Em sua argumentação, o estatístico sueco mostra que, entre os 7
bilhões de moradores da Terra, embora 1 bilhão ainda viva na faixa das
altas precariedades, outros 3 bilhões têm no mínimo acesso a fogão,
geladeira, eletricidade e os filhos na escola. Sobra mais uma multidão
de 3 bilhões de indivíduos que conseguem investir em lazer e em pequenos
luxos, como carro próprio — entre esses, 1 bilhão ainda vão à
universidade, frequentam restaurantes e viajam de avião. A nova
ordenação dissolve as fronteiras geográficas para reagrupar a humanidade
de acordo com o que ela acessa. Rosling se deteve sobre o cotidiano de
300 casas em cinquenta países. Foram destrinchados 130 aspectos, como
itens de higiene e pratos de comida. E a conclusão é que muito mais
gente do que se imagina galgou posições sociais em todos os cantos,
visão que se choca com a da turma liderada pelo francês Thomas Piketty,
autor do livro-referência Capital e Ideologia. Para ela, baseada no
clássico coeficiente de Gini, a desigualdade se agrava (o Brasil, onde
1% da população concentra atualmente 30% da renda, é um exemplo).
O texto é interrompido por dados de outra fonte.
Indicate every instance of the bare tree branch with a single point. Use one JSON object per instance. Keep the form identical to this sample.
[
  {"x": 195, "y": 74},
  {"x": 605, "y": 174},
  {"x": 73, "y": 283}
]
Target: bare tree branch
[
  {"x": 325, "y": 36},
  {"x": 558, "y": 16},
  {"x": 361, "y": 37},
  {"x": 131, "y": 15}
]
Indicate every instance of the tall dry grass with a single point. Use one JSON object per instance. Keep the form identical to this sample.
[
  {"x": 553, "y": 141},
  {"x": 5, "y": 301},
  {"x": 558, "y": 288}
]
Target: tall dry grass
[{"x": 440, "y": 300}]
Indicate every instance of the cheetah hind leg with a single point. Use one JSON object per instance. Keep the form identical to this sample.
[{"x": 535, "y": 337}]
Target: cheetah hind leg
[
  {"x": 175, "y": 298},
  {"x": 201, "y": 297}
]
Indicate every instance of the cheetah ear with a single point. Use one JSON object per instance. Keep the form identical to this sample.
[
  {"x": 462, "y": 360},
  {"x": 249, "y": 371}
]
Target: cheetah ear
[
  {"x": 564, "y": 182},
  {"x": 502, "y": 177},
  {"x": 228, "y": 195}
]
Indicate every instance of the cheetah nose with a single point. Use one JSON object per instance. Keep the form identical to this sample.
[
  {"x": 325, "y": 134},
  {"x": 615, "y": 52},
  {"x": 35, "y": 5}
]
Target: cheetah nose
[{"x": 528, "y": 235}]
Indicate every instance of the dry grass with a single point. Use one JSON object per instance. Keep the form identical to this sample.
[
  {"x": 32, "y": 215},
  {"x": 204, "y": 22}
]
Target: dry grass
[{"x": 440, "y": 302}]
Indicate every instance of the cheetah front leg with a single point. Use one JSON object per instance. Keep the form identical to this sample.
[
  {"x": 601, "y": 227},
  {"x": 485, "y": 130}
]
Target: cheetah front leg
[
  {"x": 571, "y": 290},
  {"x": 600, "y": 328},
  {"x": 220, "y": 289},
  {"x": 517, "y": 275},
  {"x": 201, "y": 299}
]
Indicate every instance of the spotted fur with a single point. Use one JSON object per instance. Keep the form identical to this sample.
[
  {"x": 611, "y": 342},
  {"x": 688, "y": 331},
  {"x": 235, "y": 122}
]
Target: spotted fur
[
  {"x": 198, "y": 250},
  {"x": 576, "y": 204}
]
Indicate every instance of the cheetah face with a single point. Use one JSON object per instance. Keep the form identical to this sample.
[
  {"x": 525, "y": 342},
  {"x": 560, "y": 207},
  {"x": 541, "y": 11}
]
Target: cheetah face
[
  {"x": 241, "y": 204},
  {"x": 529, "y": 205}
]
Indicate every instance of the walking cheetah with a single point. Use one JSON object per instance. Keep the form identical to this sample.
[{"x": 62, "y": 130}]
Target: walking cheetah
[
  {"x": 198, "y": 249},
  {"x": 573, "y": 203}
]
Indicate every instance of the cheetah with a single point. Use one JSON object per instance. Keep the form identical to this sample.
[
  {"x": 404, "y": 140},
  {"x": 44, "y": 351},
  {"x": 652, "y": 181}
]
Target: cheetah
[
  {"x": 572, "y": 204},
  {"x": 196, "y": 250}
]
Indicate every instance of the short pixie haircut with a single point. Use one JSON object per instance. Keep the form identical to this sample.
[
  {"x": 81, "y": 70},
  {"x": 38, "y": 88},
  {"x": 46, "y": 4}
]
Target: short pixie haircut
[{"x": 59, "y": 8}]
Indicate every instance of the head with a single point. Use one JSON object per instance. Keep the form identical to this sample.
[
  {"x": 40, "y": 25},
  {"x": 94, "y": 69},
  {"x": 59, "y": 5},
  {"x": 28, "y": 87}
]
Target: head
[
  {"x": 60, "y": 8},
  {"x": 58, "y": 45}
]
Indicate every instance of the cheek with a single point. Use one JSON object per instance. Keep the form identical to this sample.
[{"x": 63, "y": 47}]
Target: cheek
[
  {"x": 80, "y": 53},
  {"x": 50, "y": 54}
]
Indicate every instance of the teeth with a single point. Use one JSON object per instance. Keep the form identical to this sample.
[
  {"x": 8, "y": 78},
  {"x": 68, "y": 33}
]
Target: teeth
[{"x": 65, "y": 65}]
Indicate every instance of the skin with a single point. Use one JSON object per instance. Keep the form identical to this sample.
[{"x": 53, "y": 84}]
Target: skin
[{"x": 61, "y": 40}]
Rosling sabe disso, mas pondera: “A visão tradicional ignora a ascensão
social de 4 bilhões de pessoas, ou 60% da humanidade, nas últimas
décadas”.
Um dos motores da melhora está no avanço dos países asiáticos da
segunda metade do século XX para cá, sobretudo a Índia e a China. Em
1858, a Guerra do Ópio chinesa e uma tentativa frustrada de
independência indiana deixaram um rastro de miséria, o que só começaria a
ser revertido nos anos 50 para se acelerar nos 70 com reformas
econômicas. As estatísticas ainda apontam para um fosso regional nos
dois países, mas já há localidades ali em que o padrão de vida é tão bom
quanto na Inglaterra ou nos Estados Unidos — um morador de Xangai
acessa um sistema de saúde superior ao americano. Se as desigualdades,
que represam o mercado interno e criam instabilidade social, forem
atenuadas, em três décadas chineses e indianos terão rendimento médio
semelhante ao dos britânicos.
Mesmo a diferença de renda no Brasil é relativizada por Rosling. Um
dos gráficos mostra que os 10% mais ricos ficavam com metade da renda em
1989, mas esse porcentual caiu para 40% em 2015, o nível mais baixo em
décadas. “A maioria dos brasileiros saiu da extrema pobreza e está bem
instalada na classe média, ponto em que dá para economizar para pagar o
ensino médio.” Em resumo: “Em um dos países mais desiguais do mundo,
grande parte das pessoas já está no meio”, sustenta. É verdade que a
crise dos últimos anos fez o fosso brasileiro se agravar, mas o otimismo
de Rosling não esmorece. A tirar pela lógica que regeu a humanidade até
este momento, mesmo com solavancos ela sempre avança.